It's inevitable - if we are blessed with the opportunity to grow older, we will experiences many changes as we age.
Contrary to popular belief, most American seniors live independently while maintaining strong relationships with family and friends. Research shows that our personalities remain relatively stable throughout our lives. Depression occurs less in uninstitutionalized seniors than among young adults.
Normal age related changes do occur. These may include:
Hearing impairment
Failing vision
Osteoporosis
Increased likelihood of arthritis, diabetes, heart disease, and hypertension,
Mental process changes the speed at which information is processed and the speed of responding to changes in the environment
Our long term memory may decline
Our Word finding ability declines
Visual decline
Decreased reading speed
Seeing acuity in dim light decreases
Reading fine print becomes more difficult
Sensing peripheral changes - becomes more challenged
These changes may lead to difficulties in interacting with one's living environment. These include:
Decreased mobility and dexterity
Decreased strength and stamina
Reduced sensory acuity: vision, hearing, thermal sensitivity, touch, smell
However some functions tend to remain the same with advancing age and changes differ between people.
While seniors tend to process new information slower, daily social and occupational functioning ability remains stable
Most language related skills also tend to remain stable with age. Most notably, creativity and wisdom continue at strong levels.
In addition to physical changes, seniors experience social changes that may be disruptive. These include: isolation from family and friends, loss of peers children living far away and a changing neighborhood
The majority of seniors learn to adapt to their changing situations and lead happy and productive lives.
Physical Changes of Aging
Physical changes of aging are the easiest to recognize. Diseases that effect the elderly are not the same thing as changes which occur as part of the aging process.
Want to better understand some of the changes that accompany aging?
Vision - Look through a pair of glasses sprayed with hairspray.
Ninety percent of people over age 65 experience some changes in their vision. They may experience decreased visual acuity.Sharpness of vision, especially as tested with a Snellen chart. Normal visual acuity based on the Snellen chart is 20/20.
They gradually lose the ability to distinguish details and shapes of objects. , decreased tolerance to glare, difficulty in night driving, and decreased peripheral vision peripheral vision. Colors look different to older people. The blues, violets, and greens are seen less well, and the reds, yellows, and oranges are better seen. Sometimes this is a problem with seniors driving because they may not see a green light as readily.
Look through the wrong end of binoculars and try to follow a right turn line on the ground.
Touch - Put un-popped popcorn kernels in your shoes or try to turn the pages of a book wearing cloth gardening gloves.
Taste - Wear a blindfold and a nose-clip and try to tell the difference between a barbecue potato chip and a plain one.

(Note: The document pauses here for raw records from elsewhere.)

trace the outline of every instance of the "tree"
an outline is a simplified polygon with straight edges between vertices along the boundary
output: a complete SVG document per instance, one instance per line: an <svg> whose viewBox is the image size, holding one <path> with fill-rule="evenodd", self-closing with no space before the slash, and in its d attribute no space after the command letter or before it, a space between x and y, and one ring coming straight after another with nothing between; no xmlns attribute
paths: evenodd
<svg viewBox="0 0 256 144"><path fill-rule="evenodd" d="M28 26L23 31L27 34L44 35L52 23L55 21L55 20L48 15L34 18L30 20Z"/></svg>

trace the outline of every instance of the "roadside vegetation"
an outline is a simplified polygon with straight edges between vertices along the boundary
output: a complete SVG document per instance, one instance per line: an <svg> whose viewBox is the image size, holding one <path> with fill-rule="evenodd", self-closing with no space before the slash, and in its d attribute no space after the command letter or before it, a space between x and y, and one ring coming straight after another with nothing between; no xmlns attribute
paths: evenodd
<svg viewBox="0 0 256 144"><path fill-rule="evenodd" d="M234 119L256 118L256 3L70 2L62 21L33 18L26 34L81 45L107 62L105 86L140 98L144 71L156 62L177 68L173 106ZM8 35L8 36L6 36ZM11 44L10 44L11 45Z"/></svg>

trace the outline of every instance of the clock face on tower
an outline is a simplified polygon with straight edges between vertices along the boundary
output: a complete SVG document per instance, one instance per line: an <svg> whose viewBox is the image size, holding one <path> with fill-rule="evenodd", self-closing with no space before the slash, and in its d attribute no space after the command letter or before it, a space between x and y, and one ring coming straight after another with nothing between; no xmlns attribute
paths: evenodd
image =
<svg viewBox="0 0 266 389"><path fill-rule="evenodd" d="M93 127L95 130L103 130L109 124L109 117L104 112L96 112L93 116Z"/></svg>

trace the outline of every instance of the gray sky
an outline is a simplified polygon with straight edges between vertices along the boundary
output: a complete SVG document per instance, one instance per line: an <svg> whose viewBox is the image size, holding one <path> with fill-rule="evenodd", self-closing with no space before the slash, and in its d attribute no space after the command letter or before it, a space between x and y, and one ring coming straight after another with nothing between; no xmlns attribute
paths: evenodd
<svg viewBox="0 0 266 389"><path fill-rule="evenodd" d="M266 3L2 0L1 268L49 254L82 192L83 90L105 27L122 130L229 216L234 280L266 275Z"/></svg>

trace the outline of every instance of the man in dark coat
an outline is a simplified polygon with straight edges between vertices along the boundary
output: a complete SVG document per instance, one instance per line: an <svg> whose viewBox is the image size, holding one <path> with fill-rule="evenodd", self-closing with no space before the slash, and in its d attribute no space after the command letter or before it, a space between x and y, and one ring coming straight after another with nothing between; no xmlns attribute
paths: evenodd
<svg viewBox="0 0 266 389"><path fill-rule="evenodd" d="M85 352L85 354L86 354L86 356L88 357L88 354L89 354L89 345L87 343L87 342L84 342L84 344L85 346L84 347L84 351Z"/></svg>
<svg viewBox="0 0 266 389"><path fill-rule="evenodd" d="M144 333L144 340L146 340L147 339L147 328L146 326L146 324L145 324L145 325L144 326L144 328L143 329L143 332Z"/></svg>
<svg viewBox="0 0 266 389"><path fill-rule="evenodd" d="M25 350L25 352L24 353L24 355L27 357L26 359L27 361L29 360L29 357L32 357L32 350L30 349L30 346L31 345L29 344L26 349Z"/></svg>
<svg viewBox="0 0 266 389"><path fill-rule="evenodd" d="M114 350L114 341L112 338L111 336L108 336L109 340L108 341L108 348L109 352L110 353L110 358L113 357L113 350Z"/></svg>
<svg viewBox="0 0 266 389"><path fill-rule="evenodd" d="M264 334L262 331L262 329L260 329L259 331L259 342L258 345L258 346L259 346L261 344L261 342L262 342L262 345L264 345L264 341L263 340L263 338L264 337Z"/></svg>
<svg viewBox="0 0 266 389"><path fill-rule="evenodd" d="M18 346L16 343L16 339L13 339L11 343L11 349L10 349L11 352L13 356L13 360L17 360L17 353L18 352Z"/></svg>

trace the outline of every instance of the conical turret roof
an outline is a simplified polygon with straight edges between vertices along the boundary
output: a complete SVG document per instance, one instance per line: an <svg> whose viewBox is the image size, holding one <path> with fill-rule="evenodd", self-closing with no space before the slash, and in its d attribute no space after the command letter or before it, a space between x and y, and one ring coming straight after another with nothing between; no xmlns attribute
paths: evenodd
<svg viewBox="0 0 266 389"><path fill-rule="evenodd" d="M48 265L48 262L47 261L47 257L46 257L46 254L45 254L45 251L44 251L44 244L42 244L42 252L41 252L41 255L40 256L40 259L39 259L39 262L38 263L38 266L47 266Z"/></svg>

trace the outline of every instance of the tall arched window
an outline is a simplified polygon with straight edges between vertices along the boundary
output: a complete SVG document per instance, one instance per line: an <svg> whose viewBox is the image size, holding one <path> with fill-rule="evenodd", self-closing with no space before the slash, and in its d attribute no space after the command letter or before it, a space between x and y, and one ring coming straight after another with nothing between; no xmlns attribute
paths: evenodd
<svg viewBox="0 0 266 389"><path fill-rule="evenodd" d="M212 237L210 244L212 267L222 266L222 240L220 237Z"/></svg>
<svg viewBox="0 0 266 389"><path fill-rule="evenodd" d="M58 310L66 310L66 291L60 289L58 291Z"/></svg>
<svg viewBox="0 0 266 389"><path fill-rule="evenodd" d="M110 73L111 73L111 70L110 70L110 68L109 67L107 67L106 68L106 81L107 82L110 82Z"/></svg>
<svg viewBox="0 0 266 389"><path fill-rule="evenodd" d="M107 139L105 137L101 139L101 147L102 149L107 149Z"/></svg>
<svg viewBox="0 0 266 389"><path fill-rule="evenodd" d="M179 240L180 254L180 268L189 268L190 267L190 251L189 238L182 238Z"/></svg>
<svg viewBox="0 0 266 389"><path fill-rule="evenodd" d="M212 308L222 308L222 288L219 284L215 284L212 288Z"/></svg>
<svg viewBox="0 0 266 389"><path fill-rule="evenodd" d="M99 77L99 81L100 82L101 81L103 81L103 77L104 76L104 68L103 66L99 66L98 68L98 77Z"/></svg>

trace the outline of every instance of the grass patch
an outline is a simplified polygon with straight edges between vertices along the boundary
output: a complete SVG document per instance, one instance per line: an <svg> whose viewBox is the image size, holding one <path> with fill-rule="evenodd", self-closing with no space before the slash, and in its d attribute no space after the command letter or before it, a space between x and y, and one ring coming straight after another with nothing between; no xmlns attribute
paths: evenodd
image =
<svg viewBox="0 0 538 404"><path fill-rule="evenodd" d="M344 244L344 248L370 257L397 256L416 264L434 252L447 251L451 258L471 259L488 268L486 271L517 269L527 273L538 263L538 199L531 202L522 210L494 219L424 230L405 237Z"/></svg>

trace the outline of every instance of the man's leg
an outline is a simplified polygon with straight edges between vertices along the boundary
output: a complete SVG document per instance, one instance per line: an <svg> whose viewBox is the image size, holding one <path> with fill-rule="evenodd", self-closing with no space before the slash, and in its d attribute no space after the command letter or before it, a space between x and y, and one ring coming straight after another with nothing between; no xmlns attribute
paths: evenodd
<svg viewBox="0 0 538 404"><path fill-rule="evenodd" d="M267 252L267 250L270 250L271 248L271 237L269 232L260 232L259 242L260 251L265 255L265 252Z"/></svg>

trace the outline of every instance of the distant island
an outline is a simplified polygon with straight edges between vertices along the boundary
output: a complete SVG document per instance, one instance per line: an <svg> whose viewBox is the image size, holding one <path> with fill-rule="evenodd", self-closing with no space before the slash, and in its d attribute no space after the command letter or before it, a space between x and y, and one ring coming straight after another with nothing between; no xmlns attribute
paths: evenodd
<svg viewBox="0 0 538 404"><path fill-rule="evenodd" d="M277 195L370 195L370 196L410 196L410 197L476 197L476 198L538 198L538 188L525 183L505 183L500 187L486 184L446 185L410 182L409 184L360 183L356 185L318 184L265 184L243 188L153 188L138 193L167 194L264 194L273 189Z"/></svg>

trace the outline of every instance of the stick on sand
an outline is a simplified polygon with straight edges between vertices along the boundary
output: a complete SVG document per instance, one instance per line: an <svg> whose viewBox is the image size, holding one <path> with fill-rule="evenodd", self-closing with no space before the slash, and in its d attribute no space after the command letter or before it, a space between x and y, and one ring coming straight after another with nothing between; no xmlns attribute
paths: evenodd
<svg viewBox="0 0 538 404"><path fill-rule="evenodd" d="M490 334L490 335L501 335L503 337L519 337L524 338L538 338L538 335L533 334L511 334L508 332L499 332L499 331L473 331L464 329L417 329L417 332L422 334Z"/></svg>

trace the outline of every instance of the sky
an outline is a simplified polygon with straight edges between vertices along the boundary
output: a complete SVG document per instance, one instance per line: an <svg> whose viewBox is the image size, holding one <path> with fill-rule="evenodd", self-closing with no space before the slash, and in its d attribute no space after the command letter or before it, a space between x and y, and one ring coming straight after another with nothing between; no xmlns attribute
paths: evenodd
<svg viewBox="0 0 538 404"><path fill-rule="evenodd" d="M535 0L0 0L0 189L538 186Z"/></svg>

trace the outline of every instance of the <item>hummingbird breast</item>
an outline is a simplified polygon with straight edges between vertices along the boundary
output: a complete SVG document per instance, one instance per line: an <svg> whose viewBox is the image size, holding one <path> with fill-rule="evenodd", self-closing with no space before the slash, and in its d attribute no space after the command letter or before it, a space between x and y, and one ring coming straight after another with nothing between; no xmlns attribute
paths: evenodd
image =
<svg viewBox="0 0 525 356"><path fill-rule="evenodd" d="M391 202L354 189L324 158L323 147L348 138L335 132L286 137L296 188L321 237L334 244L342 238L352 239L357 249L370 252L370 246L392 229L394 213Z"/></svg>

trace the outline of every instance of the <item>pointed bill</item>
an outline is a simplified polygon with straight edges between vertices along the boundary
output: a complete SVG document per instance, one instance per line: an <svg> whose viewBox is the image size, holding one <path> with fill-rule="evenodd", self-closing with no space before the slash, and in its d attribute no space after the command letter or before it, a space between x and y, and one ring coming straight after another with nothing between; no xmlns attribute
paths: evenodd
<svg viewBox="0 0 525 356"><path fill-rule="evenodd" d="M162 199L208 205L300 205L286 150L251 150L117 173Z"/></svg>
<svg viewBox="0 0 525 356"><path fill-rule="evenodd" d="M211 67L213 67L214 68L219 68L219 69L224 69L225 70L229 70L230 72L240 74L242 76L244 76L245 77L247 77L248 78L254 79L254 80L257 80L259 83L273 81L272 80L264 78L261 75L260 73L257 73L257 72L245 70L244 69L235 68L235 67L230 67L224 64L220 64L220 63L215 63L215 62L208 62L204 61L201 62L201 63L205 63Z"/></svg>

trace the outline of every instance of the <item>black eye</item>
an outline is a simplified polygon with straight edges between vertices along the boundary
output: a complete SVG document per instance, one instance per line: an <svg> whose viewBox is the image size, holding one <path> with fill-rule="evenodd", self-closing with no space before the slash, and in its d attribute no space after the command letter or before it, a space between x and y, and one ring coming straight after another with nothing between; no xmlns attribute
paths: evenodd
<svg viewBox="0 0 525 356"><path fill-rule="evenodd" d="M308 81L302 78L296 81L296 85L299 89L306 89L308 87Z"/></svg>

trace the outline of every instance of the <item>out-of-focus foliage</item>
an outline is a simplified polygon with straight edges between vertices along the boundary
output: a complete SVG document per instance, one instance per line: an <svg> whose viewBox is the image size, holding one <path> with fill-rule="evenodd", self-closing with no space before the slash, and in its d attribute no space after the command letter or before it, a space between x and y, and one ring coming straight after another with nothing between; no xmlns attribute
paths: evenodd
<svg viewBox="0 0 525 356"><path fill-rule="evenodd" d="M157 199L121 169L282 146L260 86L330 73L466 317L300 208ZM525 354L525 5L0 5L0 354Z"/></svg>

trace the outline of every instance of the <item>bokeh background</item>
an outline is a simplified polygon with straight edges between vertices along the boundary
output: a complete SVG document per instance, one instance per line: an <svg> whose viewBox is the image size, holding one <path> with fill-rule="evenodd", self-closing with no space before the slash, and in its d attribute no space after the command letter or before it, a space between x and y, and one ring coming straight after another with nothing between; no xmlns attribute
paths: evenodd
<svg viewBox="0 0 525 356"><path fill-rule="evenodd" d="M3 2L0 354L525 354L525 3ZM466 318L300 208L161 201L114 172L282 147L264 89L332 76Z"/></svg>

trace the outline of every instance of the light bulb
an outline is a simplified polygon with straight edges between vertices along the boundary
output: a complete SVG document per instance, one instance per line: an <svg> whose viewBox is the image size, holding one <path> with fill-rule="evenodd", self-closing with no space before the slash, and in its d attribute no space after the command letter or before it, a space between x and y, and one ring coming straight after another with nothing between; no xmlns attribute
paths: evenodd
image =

Usually people experience some decrease in the ability to taste with age. While this decrease may begin after age 40, it usually is not perceptible until a person is over 60. We have taste receptors for salt, sour, sugar, and bitter, and they tend to disappear as we get older. Our foods contain a mixture of those tastes, and sometimes we find that older people will over-sweeten or over-salt their foods because it takes much more seasoning to get the same taste.
Another change in the mouth involves a decrease in saliva output, which can lead to an inability to moisten food adequately. Home care aides can recommend seniors drink fluids with their meals to improve the moistening effect and prevent choking.
Hearing - put cottonballs in your ears
First, seniors may lose the ability to hear some high-pitched sounds. Women and children, whose voices are higher-pitched, may be harder to understand for all older people. To compensate, speak low and slower, you can lower your voice.
People should learn to not raise their voices when they believe someone is having difficulty hearing them. When people raise their voices, their pitch goes up. Instead, they should speak lower. Eliminating background noises when speaking to an elderly person helps as well. Also, directly face the person because often people can lip read, even if you dont recognize that theyre doing that, she says.
Ability to Smell - Typically after age 50 or 60, people begin to lose their sense of smell; this affects men more than women.. This might present itself as a person who uses too much perfume or aftershave.
Some people may not be aware of their own body.
Temperature Sensitivity - The loss of some fat beneath the skin also may cause an elderly person to be more sensitive to cold. Thats why the elderly are at greater risk for hypothermia hypothermia.
Also, similar problems may occur in the summer. Because elderly people lack some fatty insulation, they are at greater risk for heat stroke, their bodies dont cool and warm up the way they used to.